When someone breaks their leg, there is a cast, crutches and clear signs of how painful it is to walk. We stop to hold doors for them and are more patient with their slower pace. We ask what happened and show empathy for their pain. But for people living with brain injury, there aren’t any casts or crutches to help them through symptoms like fatigue, confusion, slow processing, anxiety, and heightened visual sensitivity. We don’t see them as hurt, so we assume that they are just fine. But that couldn’t be farther from the truth. Every day is a hidden struggle they wear behind a façade of “normal,” often alone and afraid.

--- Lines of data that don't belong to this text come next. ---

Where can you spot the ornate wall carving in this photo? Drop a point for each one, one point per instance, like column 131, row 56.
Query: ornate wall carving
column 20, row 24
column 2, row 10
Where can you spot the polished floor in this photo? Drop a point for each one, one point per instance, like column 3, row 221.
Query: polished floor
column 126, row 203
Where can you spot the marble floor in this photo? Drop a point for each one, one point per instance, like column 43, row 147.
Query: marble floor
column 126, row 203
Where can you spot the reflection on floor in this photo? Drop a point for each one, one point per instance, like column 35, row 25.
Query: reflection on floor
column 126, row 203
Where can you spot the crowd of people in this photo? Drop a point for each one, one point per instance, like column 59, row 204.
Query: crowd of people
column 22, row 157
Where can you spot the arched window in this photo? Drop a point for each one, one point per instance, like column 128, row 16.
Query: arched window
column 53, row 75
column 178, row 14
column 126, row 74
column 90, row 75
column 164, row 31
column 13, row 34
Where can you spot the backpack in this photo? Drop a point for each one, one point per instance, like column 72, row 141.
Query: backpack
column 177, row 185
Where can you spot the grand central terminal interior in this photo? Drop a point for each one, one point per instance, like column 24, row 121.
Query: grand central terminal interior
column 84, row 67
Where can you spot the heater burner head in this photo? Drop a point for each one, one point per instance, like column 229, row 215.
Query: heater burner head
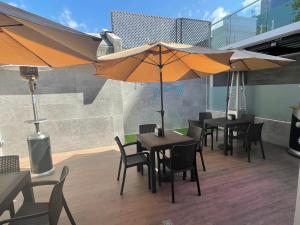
column 29, row 73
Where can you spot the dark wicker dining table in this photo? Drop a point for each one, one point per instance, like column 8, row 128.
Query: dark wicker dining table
column 226, row 124
column 11, row 184
column 154, row 144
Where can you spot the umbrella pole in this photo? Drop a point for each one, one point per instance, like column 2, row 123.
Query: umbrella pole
column 162, row 112
column 227, row 94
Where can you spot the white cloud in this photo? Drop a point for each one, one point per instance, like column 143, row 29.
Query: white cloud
column 21, row 5
column 247, row 2
column 66, row 19
column 252, row 10
column 218, row 14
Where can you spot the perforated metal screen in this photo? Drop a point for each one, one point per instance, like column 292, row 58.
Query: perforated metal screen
column 138, row 29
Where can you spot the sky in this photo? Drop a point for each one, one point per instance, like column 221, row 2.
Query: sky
column 94, row 15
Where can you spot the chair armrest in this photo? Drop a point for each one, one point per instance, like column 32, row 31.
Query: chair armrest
column 24, row 217
column 43, row 183
column 129, row 144
column 143, row 153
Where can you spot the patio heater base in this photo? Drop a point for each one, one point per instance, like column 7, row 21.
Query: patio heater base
column 294, row 152
column 294, row 144
column 40, row 154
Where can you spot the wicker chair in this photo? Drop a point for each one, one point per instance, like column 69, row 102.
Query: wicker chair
column 253, row 134
column 182, row 159
column 10, row 164
column 138, row 159
column 208, row 115
column 196, row 133
column 147, row 128
column 199, row 123
column 43, row 212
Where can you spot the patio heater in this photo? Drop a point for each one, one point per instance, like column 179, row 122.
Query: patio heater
column 294, row 143
column 39, row 142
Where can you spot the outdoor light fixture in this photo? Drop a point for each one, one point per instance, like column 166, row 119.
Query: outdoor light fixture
column 38, row 143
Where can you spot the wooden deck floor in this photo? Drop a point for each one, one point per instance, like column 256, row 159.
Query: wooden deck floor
column 234, row 192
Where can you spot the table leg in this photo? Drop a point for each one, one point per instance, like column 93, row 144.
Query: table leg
column 225, row 140
column 28, row 191
column 153, row 172
column 138, row 149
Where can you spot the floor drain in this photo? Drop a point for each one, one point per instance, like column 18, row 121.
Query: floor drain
column 167, row 222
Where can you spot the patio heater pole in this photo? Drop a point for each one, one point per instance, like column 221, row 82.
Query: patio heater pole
column 38, row 143
column 227, row 94
column 32, row 87
column 162, row 112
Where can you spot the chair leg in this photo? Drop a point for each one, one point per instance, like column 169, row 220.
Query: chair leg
column 123, row 181
column 262, row 149
column 184, row 175
column 212, row 140
column 172, row 187
column 205, row 140
column 197, row 180
column 120, row 166
column 248, row 151
column 158, row 168
column 164, row 165
column 12, row 210
column 142, row 170
column 202, row 160
column 149, row 177
column 68, row 212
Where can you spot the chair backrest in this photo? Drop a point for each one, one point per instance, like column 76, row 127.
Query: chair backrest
column 183, row 157
column 147, row 128
column 122, row 150
column 195, row 132
column 205, row 115
column 9, row 164
column 254, row 131
column 249, row 117
column 56, row 198
column 195, row 123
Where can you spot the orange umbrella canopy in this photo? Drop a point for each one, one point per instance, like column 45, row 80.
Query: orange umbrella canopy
column 28, row 39
column 176, row 61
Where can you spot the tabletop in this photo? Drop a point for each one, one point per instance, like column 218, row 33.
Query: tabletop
column 223, row 122
column 152, row 142
column 10, row 185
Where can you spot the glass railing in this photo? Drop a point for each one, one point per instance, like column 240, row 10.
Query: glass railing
column 258, row 17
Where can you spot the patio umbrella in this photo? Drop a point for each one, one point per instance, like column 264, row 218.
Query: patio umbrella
column 162, row 62
column 242, row 61
column 28, row 39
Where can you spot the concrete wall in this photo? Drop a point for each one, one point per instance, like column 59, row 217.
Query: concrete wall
column 183, row 100
column 83, row 111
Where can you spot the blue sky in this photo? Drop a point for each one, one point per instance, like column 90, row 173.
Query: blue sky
column 93, row 15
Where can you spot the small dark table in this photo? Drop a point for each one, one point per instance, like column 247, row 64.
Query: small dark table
column 11, row 184
column 226, row 124
column 154, row 144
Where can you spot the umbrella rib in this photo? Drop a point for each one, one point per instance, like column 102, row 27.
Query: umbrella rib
column 177, row 58
column 135, row 68
column 143, row 60
column 11, row 25
column 28, row 50
column 180, row 59
column 78, row 54
column 246, row 65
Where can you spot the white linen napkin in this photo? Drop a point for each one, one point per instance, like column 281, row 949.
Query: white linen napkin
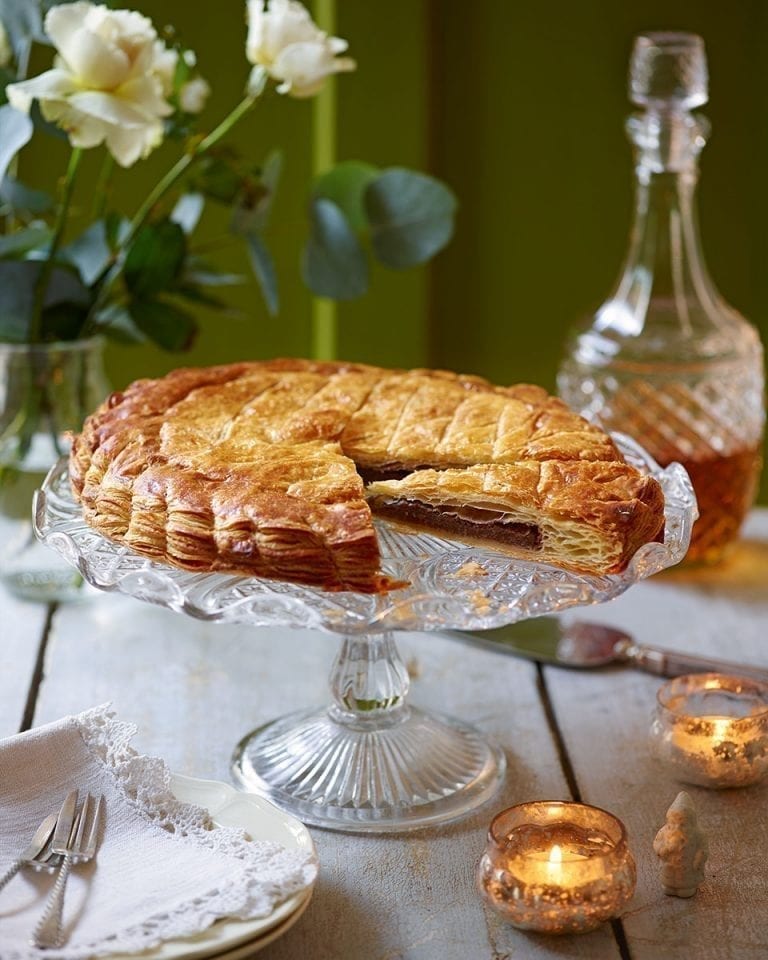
column 162, row 870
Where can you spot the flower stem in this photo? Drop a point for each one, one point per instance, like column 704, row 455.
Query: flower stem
column 102, row 186
column 43, row 278
column 110, row 273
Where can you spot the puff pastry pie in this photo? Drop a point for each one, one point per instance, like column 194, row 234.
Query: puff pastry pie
column 274, row 469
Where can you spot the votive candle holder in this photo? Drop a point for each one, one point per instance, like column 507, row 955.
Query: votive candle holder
column 556, row 866
column 711, row 729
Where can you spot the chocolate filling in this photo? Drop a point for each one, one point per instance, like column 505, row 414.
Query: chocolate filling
column 373, row 474
column 481, row 525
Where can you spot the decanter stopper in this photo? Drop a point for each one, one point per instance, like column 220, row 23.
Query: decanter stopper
column 668, row 69
column 682, row 848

I am blessed to have the opportunity to sit down with a special group of these survivors each month as I help lead the New Beginnings Brain Injury Support Group in Suwanee. Their stories are powerful. Some died and came back. Some had to learn to walk, talk and care for themselves again. Some have large memory gaps they will never regain. The reality is, once the brain is damaged, no matter the extent, it is never the same again. I have come to learn all too well that there are two faces to their journey – the one on the outside and the one within.
The time has come for us to help brain injury survivors in our community tell their powerful stories. In March, The Hudgens Center for the Arts in Duluth will feature a special exhibit called “Unmasking Brain Injury.” This exhibit will feature masks made by survivors right here in our community that will share their unique journeys. They will tell their stories through colors, words, images, textiles and more. Several mask making workshops have been held over the past two months to help survivors design and craft their masks. Collaboration between The Hudgens Center’s Healing Arts program, Annandale Village, Brain Injury Association of Georgia support groups and other community partners have helped make this exhibit possible.
The goal of the exhibit is help raise awareness of the prevalence of brain injury in our community; to give survivors a voice and the means to educate others about what it’s like to live with a brain injury; and to show others that persons living with a disability due to their brain injury are just like anyone else, deserving of dignity, respect, compassion and the opportunity to prove their value as citizens in our community. Once the exhibit closes here in Gwinnett, the masks will be gifted to a national program that will showcase the masks in a larger collection that will travel all across the country.
Please make plans to go see this exhibit in March. It will be free to attend. This is our chance to truly “see” these survivors, inside and out and understand the masks they wear. This is our opportunity to better understand their walk and share our love and support for them. This is a great way for us to send the message that they are not “invisible” to us and that we honor and celebrate their journeys of survival.